Just a heads up to the many of us who frequently travel down south. The cameras won’t be in place until the end of 2024, but once they go up, there’s no telling how many tickets will be issued.
I know personally every time I drive over the Atchafalaya Basin Bridge, I am certainly flying. So is everyone else, after all that bridge is nearly twenty miles long.
The state’s first Safety Corridor continues to phase in measures to reduce speeding and accidents on the Atchafalaya Basin Bridge. DOTD spokesperson Rodney Mallet said the first phase of Act 426 called for increased signage along the 18-mile-long bridge.
“To let people know that this was a Safety Corridor and that fines were going to double. So, what happens next is by the end of this year we’re going to put up some feedback cameras,” said Mallett.

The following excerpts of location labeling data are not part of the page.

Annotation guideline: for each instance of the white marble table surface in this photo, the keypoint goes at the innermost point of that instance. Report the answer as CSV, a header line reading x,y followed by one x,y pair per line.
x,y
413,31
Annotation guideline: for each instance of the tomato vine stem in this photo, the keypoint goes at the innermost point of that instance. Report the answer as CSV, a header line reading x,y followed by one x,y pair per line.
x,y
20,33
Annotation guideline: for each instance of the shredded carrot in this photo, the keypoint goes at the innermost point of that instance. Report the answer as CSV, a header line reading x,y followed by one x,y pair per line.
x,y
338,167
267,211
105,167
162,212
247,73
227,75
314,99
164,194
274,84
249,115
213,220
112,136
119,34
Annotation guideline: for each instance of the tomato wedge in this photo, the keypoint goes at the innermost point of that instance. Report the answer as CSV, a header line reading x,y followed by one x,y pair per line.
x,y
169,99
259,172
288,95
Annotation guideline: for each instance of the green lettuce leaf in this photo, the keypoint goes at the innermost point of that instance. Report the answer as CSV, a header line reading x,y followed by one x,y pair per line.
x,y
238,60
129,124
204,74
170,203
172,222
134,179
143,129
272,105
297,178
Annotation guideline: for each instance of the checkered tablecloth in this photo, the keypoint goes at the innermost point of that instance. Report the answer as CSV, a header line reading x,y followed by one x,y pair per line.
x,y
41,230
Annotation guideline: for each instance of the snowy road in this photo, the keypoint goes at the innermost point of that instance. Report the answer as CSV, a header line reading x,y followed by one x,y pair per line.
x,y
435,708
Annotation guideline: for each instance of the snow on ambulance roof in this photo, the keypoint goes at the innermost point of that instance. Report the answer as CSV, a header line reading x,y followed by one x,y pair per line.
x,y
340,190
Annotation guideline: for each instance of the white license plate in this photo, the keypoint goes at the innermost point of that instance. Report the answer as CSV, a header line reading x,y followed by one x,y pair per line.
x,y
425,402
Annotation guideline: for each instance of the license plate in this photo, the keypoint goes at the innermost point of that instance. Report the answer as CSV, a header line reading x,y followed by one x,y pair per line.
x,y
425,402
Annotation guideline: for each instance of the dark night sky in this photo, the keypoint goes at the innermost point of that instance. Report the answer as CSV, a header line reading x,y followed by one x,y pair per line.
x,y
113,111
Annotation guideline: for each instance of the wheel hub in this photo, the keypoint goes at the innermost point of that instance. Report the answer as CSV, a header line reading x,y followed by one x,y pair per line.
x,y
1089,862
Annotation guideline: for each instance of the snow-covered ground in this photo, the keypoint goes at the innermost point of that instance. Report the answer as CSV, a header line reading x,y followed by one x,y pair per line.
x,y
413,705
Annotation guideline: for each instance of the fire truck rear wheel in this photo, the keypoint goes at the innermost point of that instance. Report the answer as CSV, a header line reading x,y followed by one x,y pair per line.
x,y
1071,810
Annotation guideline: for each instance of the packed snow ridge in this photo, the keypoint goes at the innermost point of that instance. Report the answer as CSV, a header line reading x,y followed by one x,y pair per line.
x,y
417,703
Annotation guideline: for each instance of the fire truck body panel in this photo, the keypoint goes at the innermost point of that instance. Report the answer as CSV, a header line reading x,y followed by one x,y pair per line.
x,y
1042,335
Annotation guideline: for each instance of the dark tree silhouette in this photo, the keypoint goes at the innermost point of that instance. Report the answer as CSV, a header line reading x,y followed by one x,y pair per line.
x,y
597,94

A feedback camera is a digital sign that tells drivers how fast they are traveling. But the speeding cameras won’t be installed until the end of next year. DOTD is in the process of hiring a company to monitor speed cameras and issue citations. Mallett said it’s the speed differential of vehicles, anywhere from ten miles an hour or more over 60 miles an hour that increases the chances of an accident on the narrow bridge.
“If we can kind of get a hold of that speed differential and have everybody driving about 60 mph then that’s going to reduce the number of crashes,” said Mallett.
The I-10 bridge between Lafayette and Baton Rouge is highly traveled and Mallett said even a small accident on the Atchafalaya Basin Bridge can cause major repercussions.
“A crash on that bridge can close down that bridge and mess up traffic for hours and hours because it’s 18 miles and it’s over water,” said Mallett.
And while DOTD is not over enforcement, Mallett said since the double speeding fine signs were installed in August they have not seen any major accidents or delays on the bridge.